Unrequited Love….

Posted: April 30, 2017 by admin

“I hold it true, whate’er befall; I feel it, when I sorrow most; ‘Tis better to have loved and lost than never to have loved at all.” – Tennyson

Maybe in the moment of the worst pain, you’d rather never have loved; but there is sometimes something exquisitely beautiful in such a love. It makes us feel alive in a very special way. It also, of course, hurts like very few other things do.  So, you have this great friend/buddy, whom you hang with most of your weekends, go out catch a drink, text them throughout the week, staying engaged in their lives and then you sort of have feelings for your friend… you start to spend more time with them, you expose yourself to whom he or she is — all the idiosyncrasies, past experiences, what makes him or her happy or sad, dreams and ambitions in life, flaws and the depths of his or her heart. And you, in return, divulge your deepest secrets and desires. They know what it takes to make you laugh or feel special, and you build new memories together that make any torment of the past that much easier to bear. It makes you feel hopeful, and before you know it, you’re in love…something which you sense but will not admit. You feel safe being your vulnerable best with them and are finally able to share stories held tightly that you have locked up from the world outside. You trust them.

Somehow, everything changes the moment you look at your buddy differently. You start to notice intricate details you didn’t before, like the curve of his or her lips, the frown line above his or her eyebrows and the way he or she laughs. The realisation of being in love or even being infatuated with your buddy is not an easy one. You realise, you will either have to commit or move away and you also know you’ll always miss the wildness, the craziness and the laughs only they managed to get out of you.

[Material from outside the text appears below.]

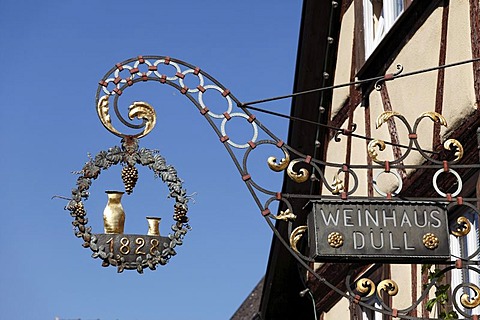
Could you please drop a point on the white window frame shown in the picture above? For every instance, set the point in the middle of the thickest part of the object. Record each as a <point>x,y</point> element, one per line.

To avoid awkwardness, you decide to take the heat of the relationship, by calling them your “drinking buddy” or only someone with whom you hang your “hair down”.  You let go off them finally, and you miss them. You let go to a point, where even going out and drinking with anyone else, reminds you of them…the fun you had, the crazy madness and the chemistry which you both felt but didn’t speak about. So, you get involved with other people, but you secretly always wonder about the , “what if’s”,  fearing you’ll never open your heart that way again. You also fear no one will be able to get you the way they did.

When we live with the regrets of certain relationships not culminating into something more concrete than we would have wanted/hoped for (but maybe the time/situation in your life at that time didn’t allow) you’ll keep the bond alive. The distance does not stop you from thinking of them or wondering how wonderful it could have been. It does seem like an harmless exercise, but you understand, it’s just a matter of time, when you’ll bump into them and have that harmless drink again. So, you wait, patiently – for time to go by and things to get easy, but you’re secretly certain – this is not over.

I unfortunately have no rule book which would dictate, “You have to text only when its their birthday”  or “Don’t pine for them!” Every relationship is different, every person is different, and different things work for different people. What I do understand is, it’s  helpful to create some extra space between yourself and the person you’re interested in. It could mean, cutting down the time texting, updating them about your life or showing interest in theirs. 

Honestly? It may sound harsh, but either you learn to accept that, for whatever reason, and for however long, this circle is the pattern you’re going to live with. (of playing the patient game and then having the innocent drink) and be okay with it.

Or … Let go and move on, without the closure that you think you want or they want. None exists. Recognise your need to fill that gap again left by that person and accept it. Don’t chase closure. It’s a holy grail.

You don’t need to keep looking for signs that it’s over, but what you may really want is proof that it could happen. So, be clear – of what you want or what you wish for. Hidden desires have a way of manifesting themselves that could confuse your current relationship.